Ujiie Hideki, Kato Tatsuya, Hu Hsin-Pei, Hasan Suhaib, Patel Priya, Wada Hironobu, Lee Daiyoon, Fujino Kosuke, Hwang David M, Cypel Marcelo, de Perrot Marc, Pierre Andrew, Darling Gail, Waddell Thomas K, Keshavjee Shaf, Yasufuku Kazuhiro
Division of Thoracic Surgery, Toronto General Hospital, University of Toronto, Toronto, Ontario, Canada.
Department of Pathology, University Health Network, University of Toronto, Toronto, Ontario, Canada.
Ann Thorac Surg. 2017 Mar;103(3):926-934. doi: 10.1016/j.athoracsur.2016.08.031. Epub 2016 Oct 17.
Localization of small, nonvisible and nonpalpable nodules is challenging during video-assisted thoracoscopic surgery. We evaluated the feasibility of using a new ultrasound thoracoscope to localize nodules in resected ex vivo human lungs.
The tumor was localized and measured in its greatest dimension with a prototype ultrasound thoracoscope (XLTF-UC180; Olympus Corporation, Tokyo, Japan) at different frequencies (5.0 to 12.0 MHz) and different lung specimen states (deflated, semiinflated). Measured tumor size and depth from lung surface were compared and correlated to the true diameter and depth from lung surface acquired from pathologic morphology.

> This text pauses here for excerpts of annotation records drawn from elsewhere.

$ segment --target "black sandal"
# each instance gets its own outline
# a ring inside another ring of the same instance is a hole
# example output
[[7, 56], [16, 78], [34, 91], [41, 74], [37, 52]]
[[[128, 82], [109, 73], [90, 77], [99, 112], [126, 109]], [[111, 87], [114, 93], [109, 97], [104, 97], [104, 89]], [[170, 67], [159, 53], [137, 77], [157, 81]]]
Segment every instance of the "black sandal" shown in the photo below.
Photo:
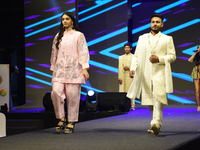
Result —
[[[62, 122], [62, 125], [59, 125], [59, 123]], [[55, 128], [56, 132], [61, 132], [64, 128], [65, 128], [65, 125], [66, 125], [66, 119], [65, 120], [60, 120], [58, 122], [58, 125], [57, 127]]]
[[[69, 127], [69, 125], [73, 125], [73, 128]], [[66, 134], [74, 133], [74, 127], [75, 127], [74, 122], [68, 122], [68, 124], [65, 127], [64, 133]]]

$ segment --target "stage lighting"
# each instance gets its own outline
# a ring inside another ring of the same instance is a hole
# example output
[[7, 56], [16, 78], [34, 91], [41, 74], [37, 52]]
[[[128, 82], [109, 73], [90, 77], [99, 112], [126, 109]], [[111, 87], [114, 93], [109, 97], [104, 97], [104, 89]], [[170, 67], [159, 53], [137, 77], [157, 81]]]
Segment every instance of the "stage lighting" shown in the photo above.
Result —
[[89, 90], [88, 91], [88, 96], [93, 96], [94, 95], [94, 91], [93, 90]]
[[90, 90], [86, 96], [86, 111], [97, 111], [98, 100], [97, 94]]

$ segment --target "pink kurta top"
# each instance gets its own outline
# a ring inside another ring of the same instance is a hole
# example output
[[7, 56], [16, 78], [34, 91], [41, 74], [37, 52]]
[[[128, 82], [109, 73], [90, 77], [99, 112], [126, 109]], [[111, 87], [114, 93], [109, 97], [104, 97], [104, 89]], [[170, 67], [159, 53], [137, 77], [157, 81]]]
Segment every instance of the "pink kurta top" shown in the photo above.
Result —
[[56, 48], [57, 36], [51, 54], [52, 83], [85, 84], [83, 69], [89, 69], [90, 58], [85, 36], [79, 31], [65, 31], [59, 49]]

Ex vivo evaluation was performed on 16 solid nodules and nine part solid ground-glass nodules. All tumors were successfully localized in the deflated lung specimens (average size, 13.7 ± 5.2 mm). The tumor boundaries were best evaluated with an ultrasound frequency of 10 MHz. Solid nodules were more easily visualized than ground-glass nodules. Part solid ground-glass nodules were not easily detected in the semiinflated specimen owing to peritumoral air surrounding the tumor. Tumor boundaries were also difficult to identify in deeply situated tumors and in lungs with underlying disease. A strong positive correlation existed between the ultrasound measurement and true measurement of tumor size (R = 0.89, p < 0.001).

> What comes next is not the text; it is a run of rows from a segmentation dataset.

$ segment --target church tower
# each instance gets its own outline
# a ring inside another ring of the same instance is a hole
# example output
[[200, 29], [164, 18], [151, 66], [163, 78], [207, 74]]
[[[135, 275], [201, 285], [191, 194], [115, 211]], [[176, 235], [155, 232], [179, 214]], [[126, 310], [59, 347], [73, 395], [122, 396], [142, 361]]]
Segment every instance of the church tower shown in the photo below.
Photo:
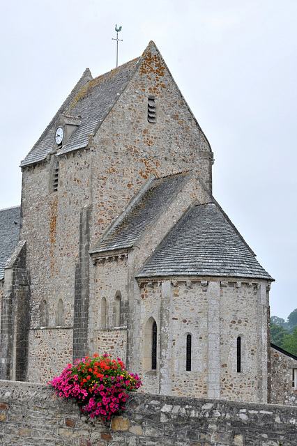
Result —
[[267, 400], [273, 279], [212, 196], [213, 162], [153, 42], [86, 70], [21, 164], [26, 380], [108, 353], [147, 392]]

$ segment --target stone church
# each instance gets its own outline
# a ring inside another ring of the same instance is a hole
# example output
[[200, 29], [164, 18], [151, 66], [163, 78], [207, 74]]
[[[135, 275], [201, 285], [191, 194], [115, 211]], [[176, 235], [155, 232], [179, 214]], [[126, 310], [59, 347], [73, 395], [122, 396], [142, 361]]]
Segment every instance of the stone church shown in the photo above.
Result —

The ultrasound thoracoscope can be used to localize nodules in resected human lungs. The clarity of the tumor boundaries is influenced by the tumor type and depth and the underlying pulmonary disease. Complete lung deflation and the use of 10 MHz ultrasound frequency optimize the visualization of target tumors.
在电视辅助胸腔镜手术中,定位小的、不可见且不可触及的结节具有挑战性。我们评估了使用新型超声胸腔镜在离体人肺标本中定位结节的可行性。
使用原型超声胸腔镜(XLTF - UC180;日本东京奥林巴斯公司)在不同频率(5.0至12.0兆赫)和不同肺标本状态(萎陷、半膨胀)下对肿瘤进行定位,并测量其最大直径。将测量的肿瘤大小和距肺表面的深度与通过病理形态学获得的肺表面真实直径和深度进行比较并关联。
对16个实性结节和9个部分实性磨玻璃结节进行了离体评估。所有肿瘤在萎陷的肺标本中均成功定位(平均大小为13.7±5.2毫米)。使用10兆赫的超声频率能最佳地评估肿瘤边界。实性结节比磨玻璃结节更容易可视化。由于肿瘤周围的瘤周空气,部分实性磨玻璃结节在半膨胀标本中不易被检测到。在深部肿瘤和有基础疾病的肺中,肿瘤边界也难以识别。超声测量与肿瘤大小的真实测量之间存在强正相关(R = 0.89,p < 0.001)。
超声胸腔镜可用于在离体人肺中定位结节。肿瘤边界的清晰度受肿瘤类型、深度以及潜在肺部疾病的影响。完全肺萎陷和使用10兆赫超声频率可优化目标肿瘤的可视化。